One possible explanation of conflict of the results with respect to the difference seen in the PAR1 gene could be the difference in the etiologic agent of fungal sinusitis in the Indian subcontinent. Aspergillus flavus is the most commonly isolated species in India compared with the dematiaceous fungi and Aspergillus fumigatus in the West.[25-27] In our study, 16 of 25 patients in the AFRS group were culture positive, with A. flavus isolated in 13 patients, A. fumigatus in 1 patient, and Alternaria alternata in 2 patients. To our knowledge, there are no data of the interaction of fungal proteases in different fungal species. Another factor that accounted for the difference could be the method of interpretation of gene expression. Although Ebert et al.[23] used the microarray technique, we performed PCR in our study for this purpose. The increased overall expression of all four pars in the test group, as shown in this study, is consistent with the literature that indicates the presence of PARs on epithelial cells, mast cells, lymphocytes, fibroblasts etc. The increased amount of inflammation, together with the activation of cells by fungal proteases in the test group, could be the reason for an increased expression seen.

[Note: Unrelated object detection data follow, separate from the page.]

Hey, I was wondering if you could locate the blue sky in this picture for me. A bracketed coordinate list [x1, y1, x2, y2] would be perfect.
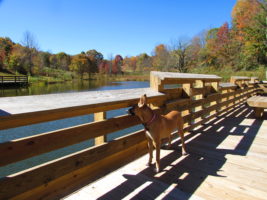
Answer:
[0, 0, 236, 58]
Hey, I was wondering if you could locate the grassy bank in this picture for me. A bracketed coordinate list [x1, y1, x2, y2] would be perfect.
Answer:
[0, 66, 266, 84]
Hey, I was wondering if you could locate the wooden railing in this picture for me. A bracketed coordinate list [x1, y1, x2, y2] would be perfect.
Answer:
[0, 76, 28, 84]
[0, 72, 258, 199]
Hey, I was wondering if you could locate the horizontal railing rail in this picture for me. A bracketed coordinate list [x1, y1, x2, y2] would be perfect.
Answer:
[0, 72, 259, 199]
[0, 76, 28, 84]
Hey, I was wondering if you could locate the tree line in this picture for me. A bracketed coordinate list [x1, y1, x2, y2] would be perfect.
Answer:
[0, 0, 267, 77]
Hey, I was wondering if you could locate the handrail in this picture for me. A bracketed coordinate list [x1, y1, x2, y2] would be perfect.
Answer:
[0, 72, 258, 199]
[0, 75, 28, 84]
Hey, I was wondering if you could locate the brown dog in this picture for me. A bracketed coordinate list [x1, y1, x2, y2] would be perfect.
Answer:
[129, 95, 186, 172]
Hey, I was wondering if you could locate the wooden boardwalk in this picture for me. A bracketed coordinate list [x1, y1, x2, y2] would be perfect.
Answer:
[65, 104, 267, 200]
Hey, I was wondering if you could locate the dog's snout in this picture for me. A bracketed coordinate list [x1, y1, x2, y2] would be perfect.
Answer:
[128, 108, 134, 115]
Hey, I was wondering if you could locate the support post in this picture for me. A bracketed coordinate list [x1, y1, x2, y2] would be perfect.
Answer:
[94, 112, 107, 145]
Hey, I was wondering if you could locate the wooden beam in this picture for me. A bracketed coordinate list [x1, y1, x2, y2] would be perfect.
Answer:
[0, 115, 140, 166]
[94, 112, 107, 145]
[0, 130, 146, 199]
[0, 95, 166, 130]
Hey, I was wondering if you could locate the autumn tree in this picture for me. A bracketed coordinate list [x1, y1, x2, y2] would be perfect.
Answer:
[86, 49, 104, 73]
[171, 39, 192, 72]
[152, 44, 170, 71]
[22, 31, 38, 75]
[0, 37, 14, 70]
[70, 53, 90, 79]
[232, 0, 267, 69]
[112, 55, 123, 74]
[136, 53, 152, 72]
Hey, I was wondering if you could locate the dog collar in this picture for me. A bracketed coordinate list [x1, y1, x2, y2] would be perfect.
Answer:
[143, 113, 156, 130]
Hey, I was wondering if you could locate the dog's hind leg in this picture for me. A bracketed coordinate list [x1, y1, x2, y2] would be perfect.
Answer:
[156, 140, 161, 173]
[167, 134, 172, 149]
[178, 122, 187, 155]
[146, 134, 154, 166]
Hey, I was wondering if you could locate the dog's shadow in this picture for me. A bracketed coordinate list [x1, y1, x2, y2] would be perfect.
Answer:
[99, 105, 262, 199]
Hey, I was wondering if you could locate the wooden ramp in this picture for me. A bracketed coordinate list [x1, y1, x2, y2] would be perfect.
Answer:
[65, 104, 267, 200]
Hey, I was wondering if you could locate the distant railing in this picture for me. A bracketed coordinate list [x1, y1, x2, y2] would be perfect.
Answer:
[0, 76, 28, 84]
[0, 72, 258, 199]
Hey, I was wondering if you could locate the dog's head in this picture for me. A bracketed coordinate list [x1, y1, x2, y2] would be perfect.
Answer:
[128, 94, 151, 121]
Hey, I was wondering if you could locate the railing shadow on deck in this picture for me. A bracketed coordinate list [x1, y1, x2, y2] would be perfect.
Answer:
[98, 104, 267, 200]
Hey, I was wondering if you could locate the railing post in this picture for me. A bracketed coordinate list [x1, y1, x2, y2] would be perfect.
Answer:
[210, 82, 220, 115]
[195, 80, 205, 121]
[182, 83, 193, 127]
[150, 74, 164, 92]
[94, 112, 107, 145]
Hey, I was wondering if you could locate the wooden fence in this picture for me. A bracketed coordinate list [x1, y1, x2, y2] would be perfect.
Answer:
[0, 72, 258, 199]
[0, 76, 28, 85]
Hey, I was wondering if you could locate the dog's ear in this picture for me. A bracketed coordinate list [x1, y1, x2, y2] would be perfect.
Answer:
[138, 94, 147, 108]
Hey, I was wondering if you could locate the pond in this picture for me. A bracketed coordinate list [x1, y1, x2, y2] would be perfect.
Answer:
[0, 81, 149, 177]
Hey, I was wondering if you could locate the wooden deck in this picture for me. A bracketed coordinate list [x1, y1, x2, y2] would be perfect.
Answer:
[65, 104, 267, 200]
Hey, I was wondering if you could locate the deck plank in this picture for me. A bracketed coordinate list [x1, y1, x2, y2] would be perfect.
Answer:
[66, 105, 267, 200]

However, when the expression of par4 was compared with the other three par genes, it was found to be clearly lower in both the test and the control groups, and the difference was significant in the test group. This was evident in the Wilcoxon signed rank test, in which a statistically significant difference was seen between par1 and par4, par2 and par4, par3 and par4 in the test group. These data also seemed to be consistent with the literature because of all the PARs, PAR4 was the least associated with airway inflammation. In the control group, however, an intergene comparison showed a statistically significant difference only between par3 and par4. This suggested possible upregulation of the other par genes compared with par4 in the test samples. Our study had some limitations. Although it clearly demonstrated a role of PAR expression in AFRS, a larger sample size and further validation of data with more confirmatory methods, e.g., real-time PCR, would be required to conclusively link PAR expression with AFRS.

CONCLUSION

This study was undertaken to improve our understanding of AFRS and its pathogenesis. The two major conclusions from our study were the following: first, a statistically increased expression of par1 and par2 in the test group, and, second, a decreased overall expression of par4 compared with the other par genes in both the groups. Presently, there are limited options available to control the intense inflammatory response that occurs in this disease. PAR antagonists, by causing a disruption in this inflammatory pathway, could help in better medical management of AFRS and result in fewer relapses.

ETHICAL APPROVAL

This study was approved by our institute’s Ethics Committee (Ref:NK/1753/MS/10589-90).

STATEMENT OF HUMAN AND ANIMAL RIGHTS

This study does not contain any animal subjects and the patients were duly enrolled in the study after a well informed consent.

STATEMENT OF INFORMED CONSENT

All patients signed a consent form and were explained in detail about their participation before being enrolled in this study.